我可以做const A& a = A()和A&& a = A() ，但是为什么我不能做A& a = A() ？

Answer 1

The rationale is that it rarely makes sense to mutate a temporary. Any attempt to do so is likely to be a programming error rather than a deliberate decision.

The prototypical example is as follows. Assume binding to non-const reference is allowed.

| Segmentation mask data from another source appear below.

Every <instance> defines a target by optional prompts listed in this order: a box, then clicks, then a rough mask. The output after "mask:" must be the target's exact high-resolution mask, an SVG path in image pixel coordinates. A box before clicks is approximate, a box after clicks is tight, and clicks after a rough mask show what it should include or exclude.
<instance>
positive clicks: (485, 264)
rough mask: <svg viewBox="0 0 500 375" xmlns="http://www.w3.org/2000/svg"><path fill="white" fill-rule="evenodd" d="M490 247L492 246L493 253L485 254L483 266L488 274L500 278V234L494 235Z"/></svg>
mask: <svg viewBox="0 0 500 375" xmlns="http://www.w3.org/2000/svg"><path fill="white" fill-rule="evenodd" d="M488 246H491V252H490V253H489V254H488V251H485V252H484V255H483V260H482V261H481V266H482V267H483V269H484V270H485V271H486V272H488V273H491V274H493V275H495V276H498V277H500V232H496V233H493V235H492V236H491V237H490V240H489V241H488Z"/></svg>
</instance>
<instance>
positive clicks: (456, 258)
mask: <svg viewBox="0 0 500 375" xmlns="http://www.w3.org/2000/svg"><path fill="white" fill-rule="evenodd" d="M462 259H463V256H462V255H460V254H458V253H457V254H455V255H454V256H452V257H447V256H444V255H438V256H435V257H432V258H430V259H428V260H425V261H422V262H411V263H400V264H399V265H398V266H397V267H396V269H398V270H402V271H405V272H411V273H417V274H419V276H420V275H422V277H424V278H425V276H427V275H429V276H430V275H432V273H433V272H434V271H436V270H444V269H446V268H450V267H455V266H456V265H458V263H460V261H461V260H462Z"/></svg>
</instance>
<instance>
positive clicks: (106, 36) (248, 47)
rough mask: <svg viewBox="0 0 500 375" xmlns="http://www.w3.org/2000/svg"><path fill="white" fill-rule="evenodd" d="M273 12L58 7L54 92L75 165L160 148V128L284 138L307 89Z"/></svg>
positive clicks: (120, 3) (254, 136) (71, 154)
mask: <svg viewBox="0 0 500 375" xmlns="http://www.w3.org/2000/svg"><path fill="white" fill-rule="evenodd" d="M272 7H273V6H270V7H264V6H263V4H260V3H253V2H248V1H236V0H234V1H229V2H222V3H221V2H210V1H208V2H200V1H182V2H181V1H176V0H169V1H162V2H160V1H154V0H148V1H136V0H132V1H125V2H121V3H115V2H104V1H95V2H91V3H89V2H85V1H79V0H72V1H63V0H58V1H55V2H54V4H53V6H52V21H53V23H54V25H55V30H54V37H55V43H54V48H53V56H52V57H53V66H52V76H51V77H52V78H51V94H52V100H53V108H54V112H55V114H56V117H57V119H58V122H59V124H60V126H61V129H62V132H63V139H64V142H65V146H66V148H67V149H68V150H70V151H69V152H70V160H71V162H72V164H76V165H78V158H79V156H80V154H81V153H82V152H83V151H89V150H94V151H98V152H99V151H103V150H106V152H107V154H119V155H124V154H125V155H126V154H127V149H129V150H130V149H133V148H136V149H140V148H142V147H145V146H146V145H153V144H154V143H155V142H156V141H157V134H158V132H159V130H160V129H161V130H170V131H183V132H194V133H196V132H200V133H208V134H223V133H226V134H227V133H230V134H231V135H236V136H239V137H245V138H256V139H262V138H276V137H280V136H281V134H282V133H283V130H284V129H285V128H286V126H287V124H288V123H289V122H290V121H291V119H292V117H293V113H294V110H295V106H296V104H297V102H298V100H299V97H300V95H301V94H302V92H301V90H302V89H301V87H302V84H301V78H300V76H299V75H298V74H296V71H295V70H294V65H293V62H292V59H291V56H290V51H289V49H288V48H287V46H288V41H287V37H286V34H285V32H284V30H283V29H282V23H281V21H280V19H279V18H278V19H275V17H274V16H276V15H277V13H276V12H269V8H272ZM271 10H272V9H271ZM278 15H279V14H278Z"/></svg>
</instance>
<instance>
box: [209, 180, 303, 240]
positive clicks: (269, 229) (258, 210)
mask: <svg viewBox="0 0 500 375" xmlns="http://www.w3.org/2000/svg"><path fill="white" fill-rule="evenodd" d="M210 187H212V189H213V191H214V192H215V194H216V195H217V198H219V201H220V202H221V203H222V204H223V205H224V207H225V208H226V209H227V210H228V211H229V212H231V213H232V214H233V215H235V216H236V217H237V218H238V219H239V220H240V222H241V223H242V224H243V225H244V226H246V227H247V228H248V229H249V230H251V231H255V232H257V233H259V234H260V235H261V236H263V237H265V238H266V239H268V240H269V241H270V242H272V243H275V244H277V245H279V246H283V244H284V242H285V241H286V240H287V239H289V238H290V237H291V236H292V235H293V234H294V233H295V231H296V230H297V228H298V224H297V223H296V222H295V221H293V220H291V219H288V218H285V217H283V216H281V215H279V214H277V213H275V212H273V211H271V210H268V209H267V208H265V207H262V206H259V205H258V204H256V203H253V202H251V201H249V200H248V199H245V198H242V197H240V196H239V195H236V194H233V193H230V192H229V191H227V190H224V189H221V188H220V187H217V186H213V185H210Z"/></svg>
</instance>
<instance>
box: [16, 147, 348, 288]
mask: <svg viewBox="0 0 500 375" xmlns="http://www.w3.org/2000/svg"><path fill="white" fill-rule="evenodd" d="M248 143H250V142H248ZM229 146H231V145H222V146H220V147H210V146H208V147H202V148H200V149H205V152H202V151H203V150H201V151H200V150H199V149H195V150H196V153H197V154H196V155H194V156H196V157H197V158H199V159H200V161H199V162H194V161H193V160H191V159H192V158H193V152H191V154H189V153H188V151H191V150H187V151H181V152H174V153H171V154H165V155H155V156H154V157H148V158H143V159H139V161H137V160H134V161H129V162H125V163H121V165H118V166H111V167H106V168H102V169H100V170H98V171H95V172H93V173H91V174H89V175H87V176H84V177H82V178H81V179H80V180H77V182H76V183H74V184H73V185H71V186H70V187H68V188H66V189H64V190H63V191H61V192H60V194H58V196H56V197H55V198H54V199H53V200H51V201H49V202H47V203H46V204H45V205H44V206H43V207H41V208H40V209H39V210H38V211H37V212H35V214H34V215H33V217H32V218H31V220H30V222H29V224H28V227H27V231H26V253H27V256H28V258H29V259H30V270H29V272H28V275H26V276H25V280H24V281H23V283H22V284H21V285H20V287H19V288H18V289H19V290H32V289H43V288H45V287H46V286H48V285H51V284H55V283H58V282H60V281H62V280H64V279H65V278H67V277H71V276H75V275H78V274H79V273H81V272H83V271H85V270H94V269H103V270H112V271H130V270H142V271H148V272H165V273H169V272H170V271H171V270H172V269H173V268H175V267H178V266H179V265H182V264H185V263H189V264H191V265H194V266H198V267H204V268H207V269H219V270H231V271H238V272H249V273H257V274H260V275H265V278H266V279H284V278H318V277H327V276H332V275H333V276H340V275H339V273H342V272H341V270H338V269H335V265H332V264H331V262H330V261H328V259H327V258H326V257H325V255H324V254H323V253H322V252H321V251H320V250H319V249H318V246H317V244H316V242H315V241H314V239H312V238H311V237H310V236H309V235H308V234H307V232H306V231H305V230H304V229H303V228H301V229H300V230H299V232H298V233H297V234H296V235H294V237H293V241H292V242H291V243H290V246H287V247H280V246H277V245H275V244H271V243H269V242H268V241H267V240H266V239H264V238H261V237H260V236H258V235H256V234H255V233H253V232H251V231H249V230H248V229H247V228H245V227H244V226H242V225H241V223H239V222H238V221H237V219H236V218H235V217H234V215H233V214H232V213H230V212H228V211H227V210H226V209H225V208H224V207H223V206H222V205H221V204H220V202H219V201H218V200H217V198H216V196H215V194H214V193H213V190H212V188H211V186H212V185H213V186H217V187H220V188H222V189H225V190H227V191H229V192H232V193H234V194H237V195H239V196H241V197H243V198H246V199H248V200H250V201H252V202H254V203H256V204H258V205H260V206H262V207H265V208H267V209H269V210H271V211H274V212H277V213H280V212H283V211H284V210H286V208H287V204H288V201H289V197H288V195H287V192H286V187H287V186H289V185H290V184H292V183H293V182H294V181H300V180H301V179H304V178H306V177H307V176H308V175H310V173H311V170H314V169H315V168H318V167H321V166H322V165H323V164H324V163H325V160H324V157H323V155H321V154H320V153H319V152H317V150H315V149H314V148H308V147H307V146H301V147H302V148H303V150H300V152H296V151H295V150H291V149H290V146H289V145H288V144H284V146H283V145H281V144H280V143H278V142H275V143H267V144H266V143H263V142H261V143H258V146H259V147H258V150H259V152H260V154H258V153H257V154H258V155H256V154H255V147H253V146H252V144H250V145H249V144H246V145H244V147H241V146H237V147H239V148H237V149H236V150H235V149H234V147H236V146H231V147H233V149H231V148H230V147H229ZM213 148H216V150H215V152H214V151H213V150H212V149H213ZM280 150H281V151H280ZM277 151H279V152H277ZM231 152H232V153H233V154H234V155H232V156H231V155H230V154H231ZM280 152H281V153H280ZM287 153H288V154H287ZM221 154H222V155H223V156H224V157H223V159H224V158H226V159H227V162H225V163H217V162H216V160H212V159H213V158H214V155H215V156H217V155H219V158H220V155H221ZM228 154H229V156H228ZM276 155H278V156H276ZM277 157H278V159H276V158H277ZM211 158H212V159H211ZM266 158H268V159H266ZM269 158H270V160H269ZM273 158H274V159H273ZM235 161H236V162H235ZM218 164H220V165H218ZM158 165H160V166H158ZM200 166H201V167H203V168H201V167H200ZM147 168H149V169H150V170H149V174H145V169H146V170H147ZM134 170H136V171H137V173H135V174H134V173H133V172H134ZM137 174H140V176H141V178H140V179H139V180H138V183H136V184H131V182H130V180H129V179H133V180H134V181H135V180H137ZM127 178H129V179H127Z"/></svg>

void foo(int& x, int& y); // sets x and y
int xx, yy;
foo(xx, yy); // xx and yy are set
// now make a small change...
void foo(long& x, long& y); // upgrade
int xx, yy; // forgot to change here 
foo(xx, yy); // silently breaks

While one does sometimes want to mutate a temporary, it's often for an entirely different reason from that of mutating an lvalue. Rvalue references were invented to accommodate these cases.

Answer 2

By "initialising an lvalue reference" you refer to defining the lavalue which the reference is referring to from then on.
So the lvalue-reference will propagate any access to the rvalue "initialisation".
Ie you would attempt to access an rvalue-expression like an lvalue.
It is not possible in all cases to access an rvalue like an lvalue.

That is why.

Answer 3

An rvalue is a temporary - it's going to die soon. Creating a lvalue reference to such an object would be a recipe for disaster since the reference would become a dangling reference to a dead object very quickly.